That's comforting, but lest we get too comfortable, don't forget the flip side. To be forgiven of your sins, you have to (1) confess your sins, (2) show contrition, and (3) intend to amend your ways. You have to want to not commit the sin again. Intentionality goes both ways.
The fictional analog that pops into my mind (which may just be a commentary on my mind!) is a scene from one of the Hellraiser movies: Hellbound (1988).
Our villain, Dr. Channard, is obsessed with the puzzle box that opens a gateway to Hell. He believes there is power to be had there (as many do), but he knows there is a cost -- his soul. Whoever opens the box and summons the cenobites* belongs to them.

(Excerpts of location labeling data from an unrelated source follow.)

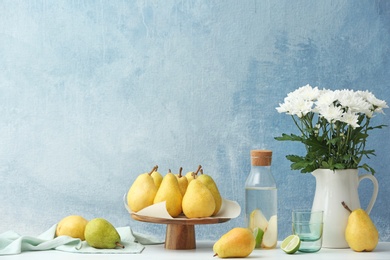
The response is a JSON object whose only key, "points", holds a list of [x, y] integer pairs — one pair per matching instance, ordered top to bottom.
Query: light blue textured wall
{"points": [[93, 93]]}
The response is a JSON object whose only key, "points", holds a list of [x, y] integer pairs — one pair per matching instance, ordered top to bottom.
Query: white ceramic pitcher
{"points": [[333, 187]]}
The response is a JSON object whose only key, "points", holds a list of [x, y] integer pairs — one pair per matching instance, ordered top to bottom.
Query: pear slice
{"points": [[257, 220], [270, 237]]}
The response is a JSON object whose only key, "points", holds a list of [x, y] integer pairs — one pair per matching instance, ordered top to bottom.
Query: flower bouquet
{"points": [[333, 126]]}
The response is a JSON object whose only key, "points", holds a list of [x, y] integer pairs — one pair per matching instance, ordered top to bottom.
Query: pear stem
{"points": [[199, 167], [153, 170], [346, 207], [119, 245]]}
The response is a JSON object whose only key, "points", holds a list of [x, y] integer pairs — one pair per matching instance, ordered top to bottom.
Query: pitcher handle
{"points": [[374, 192]]}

Dr. Channard believes he has a way around the cost. He uses a proxy, a young semi-catatonic girl with an uncanny skill at puzzles. She opens the box effortlessly, summoning the cenobites.
When they arrive, they will not (or cannot) harm the girl. Their leader explains it poetically:
"Hands don't call us. Desire does."The girl carried out the act, yes, but she did it without full consent. She didn't understand what she was doing or intend to summon them. The images and thoughts that pop into our minds unbidden are not themselves mortally sinful, because we don't will them. The things we do accidentally or in ignorance are not mortally sinful. No one accidentally damns themselves; you have to choose.
* The demons call themselves cenobites, a name stemming from the monastic tradition of living and praying in community. In this movie, as in real life, the demonic mocks.